In northern Burkina Faso, a roadside bomb killed at least 35 people and injured scores more. While no one has claimed responsibility, terrorists with ties to al-Qaida or the Islamic State are strongly suspected.
The BBC reports that the majority of those killed were either businesspeople on their way to stock up on supplies in the capital or students returning for the start of the new semester.
At least five explosions have occurred in the province since August.
CNN reported in January on a military coup in Burkina Faso that had overthrown an elected administration. Proponents of the coup said the country would be safer under military rule in the face of rising terrorist threats.
The Associated Press reports:
At least 35 people were killed and dozens more were injured when a convoy was attacked by a roadside bomb in northern Burkina Faso.

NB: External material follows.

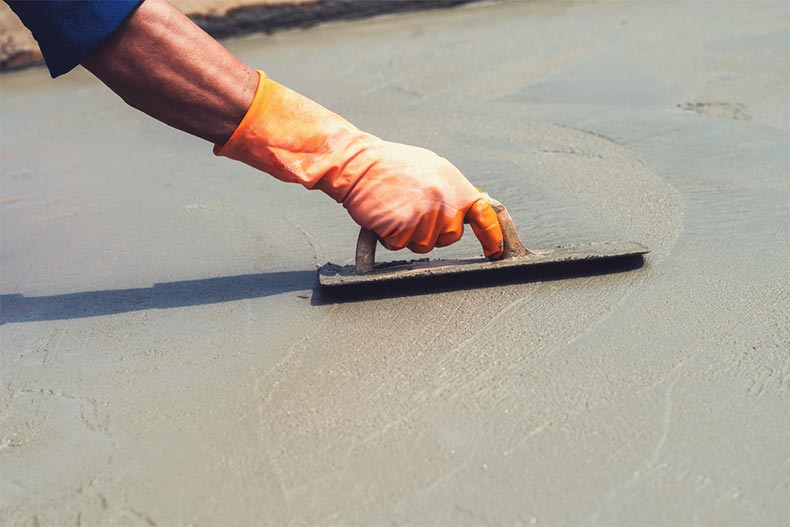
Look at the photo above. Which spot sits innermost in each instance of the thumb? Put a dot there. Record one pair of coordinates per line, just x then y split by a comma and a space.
485, 225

Lt. Col. Rodolphe Sorgho, governor of the Sahel area, stated in a statement that on Monday, a supply convoy accompanied by the army was attacked while traveling between the villages of Bourzanga and Djibo. One of the trucks included civilians.
He reported that the injured had been removed and the blast site had been secured.

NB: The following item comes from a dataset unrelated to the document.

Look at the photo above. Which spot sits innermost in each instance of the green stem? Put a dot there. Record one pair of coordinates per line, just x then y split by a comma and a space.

Despite the fact that no organization has yet claimed responsibility for the bombing, Islamic extremist rebels are the most likely suspects. Thousands have died as a result of violence in Burkina Faso that has been linked to al-Qaida and the Islamic State organization.
According to an internal security report for humanitarian workers seen by The Associated Press, this is the fifth explosion in Soum province since August, and the area around Djibo has been under siege by jihadists for months.